Erroneous estimates can be produced either by systematic errors (general tendency to over- or underestimate) or by random errors. Both mechanisms seem to have a role in this study, as both the mean deviation and the standard deviation vary considerably between the observers. Three observers showed large systematic errors of at least two categories (systematic underestimation for two observers and overestimation for one observer), whereas others showed large standard deviations of the estimates. A large mean absolute deviation per observer (of at least two categories for four observers) can be the result of a large systematic error, a large random error, or both. Information concerning the type of error made by an individual pathologist could help to improve the estimates of this specific pathologist.

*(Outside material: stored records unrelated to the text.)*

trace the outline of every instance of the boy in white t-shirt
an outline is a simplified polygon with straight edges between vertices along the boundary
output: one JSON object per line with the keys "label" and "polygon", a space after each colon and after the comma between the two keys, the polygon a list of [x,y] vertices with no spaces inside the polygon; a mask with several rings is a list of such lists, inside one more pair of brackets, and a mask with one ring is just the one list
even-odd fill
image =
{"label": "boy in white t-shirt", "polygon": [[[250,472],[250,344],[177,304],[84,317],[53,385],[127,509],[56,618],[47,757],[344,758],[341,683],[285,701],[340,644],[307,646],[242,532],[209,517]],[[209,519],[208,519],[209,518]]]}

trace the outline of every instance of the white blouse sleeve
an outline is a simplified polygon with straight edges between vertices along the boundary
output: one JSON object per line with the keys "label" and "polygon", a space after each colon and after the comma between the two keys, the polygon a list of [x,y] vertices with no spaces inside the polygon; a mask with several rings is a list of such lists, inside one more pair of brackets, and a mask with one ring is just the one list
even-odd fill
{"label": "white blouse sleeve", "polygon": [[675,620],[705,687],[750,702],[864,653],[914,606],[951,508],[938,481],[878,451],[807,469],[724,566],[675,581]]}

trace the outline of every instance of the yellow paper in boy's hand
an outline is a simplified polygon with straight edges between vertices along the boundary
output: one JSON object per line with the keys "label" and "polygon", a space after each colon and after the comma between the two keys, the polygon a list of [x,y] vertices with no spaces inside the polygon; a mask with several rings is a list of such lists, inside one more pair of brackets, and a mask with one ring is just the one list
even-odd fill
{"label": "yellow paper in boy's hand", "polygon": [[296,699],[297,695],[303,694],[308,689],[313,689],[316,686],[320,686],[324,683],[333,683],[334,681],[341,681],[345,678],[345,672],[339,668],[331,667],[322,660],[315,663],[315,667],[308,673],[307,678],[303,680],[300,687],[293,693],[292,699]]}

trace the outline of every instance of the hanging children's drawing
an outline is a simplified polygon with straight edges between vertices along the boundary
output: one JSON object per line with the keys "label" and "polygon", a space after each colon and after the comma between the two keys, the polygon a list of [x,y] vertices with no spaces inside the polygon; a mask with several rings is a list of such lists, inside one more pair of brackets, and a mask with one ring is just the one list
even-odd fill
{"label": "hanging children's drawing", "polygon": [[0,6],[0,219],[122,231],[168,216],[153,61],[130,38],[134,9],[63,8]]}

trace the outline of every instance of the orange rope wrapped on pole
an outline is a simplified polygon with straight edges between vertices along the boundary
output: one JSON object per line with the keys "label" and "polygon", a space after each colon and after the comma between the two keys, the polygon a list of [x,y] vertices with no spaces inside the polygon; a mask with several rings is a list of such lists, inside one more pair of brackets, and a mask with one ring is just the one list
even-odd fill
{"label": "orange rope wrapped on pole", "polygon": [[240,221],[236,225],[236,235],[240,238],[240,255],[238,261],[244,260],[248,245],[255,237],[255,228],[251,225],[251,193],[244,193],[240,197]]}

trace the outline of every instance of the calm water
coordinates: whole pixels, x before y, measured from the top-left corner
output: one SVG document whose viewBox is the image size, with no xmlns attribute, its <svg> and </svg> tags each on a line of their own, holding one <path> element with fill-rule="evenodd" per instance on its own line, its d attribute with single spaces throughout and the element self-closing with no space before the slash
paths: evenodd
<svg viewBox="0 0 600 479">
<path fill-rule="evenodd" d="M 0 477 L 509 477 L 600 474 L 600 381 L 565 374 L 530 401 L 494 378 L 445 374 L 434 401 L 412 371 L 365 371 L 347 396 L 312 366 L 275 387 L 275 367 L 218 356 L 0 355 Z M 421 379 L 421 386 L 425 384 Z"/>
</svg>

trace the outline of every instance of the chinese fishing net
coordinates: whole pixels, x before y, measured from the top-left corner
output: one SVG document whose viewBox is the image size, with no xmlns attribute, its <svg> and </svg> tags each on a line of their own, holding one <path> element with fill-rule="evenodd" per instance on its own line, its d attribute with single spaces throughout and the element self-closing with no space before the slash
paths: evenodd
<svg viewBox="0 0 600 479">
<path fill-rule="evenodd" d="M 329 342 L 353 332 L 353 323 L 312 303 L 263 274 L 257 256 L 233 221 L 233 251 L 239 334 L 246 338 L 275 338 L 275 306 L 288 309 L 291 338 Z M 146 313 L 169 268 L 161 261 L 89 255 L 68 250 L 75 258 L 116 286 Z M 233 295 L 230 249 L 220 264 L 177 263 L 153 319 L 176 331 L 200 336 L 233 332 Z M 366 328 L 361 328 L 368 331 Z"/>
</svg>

In most pathology laboratories, there never is any feedback on the estimates made, which implies that pathologists who systematically overestimate or underestimate the percentage of tumor cells will not improve their estimates over time. It could be useful to have a training set of slides with a known (counted) percentage of tumor cells. Pathologists could estimate the tumor cell percentage and receive feedback afterwards. Further, such a set of slides could be used as a reference set to review occasionally. Whether any of these options could improve the quality of estimates of tumor cell percentage would be an interesting subject for future research, and we are exploring the possibility of designing a digital training set. In any case, it seems useful to limit the estimation of tumor cell fraction to a few dedicated and trained pathologists per laboratory.

In conclusion, the quality of tumor cell percentage estimates on H&E-stained slides for molecular testing, the manner in which this is performed by pathologists in current practice, is far from optimal, possibly leading to misinterpretation of the test results. Options for improvement include more detailed instructions for the observers or specific training with feedback.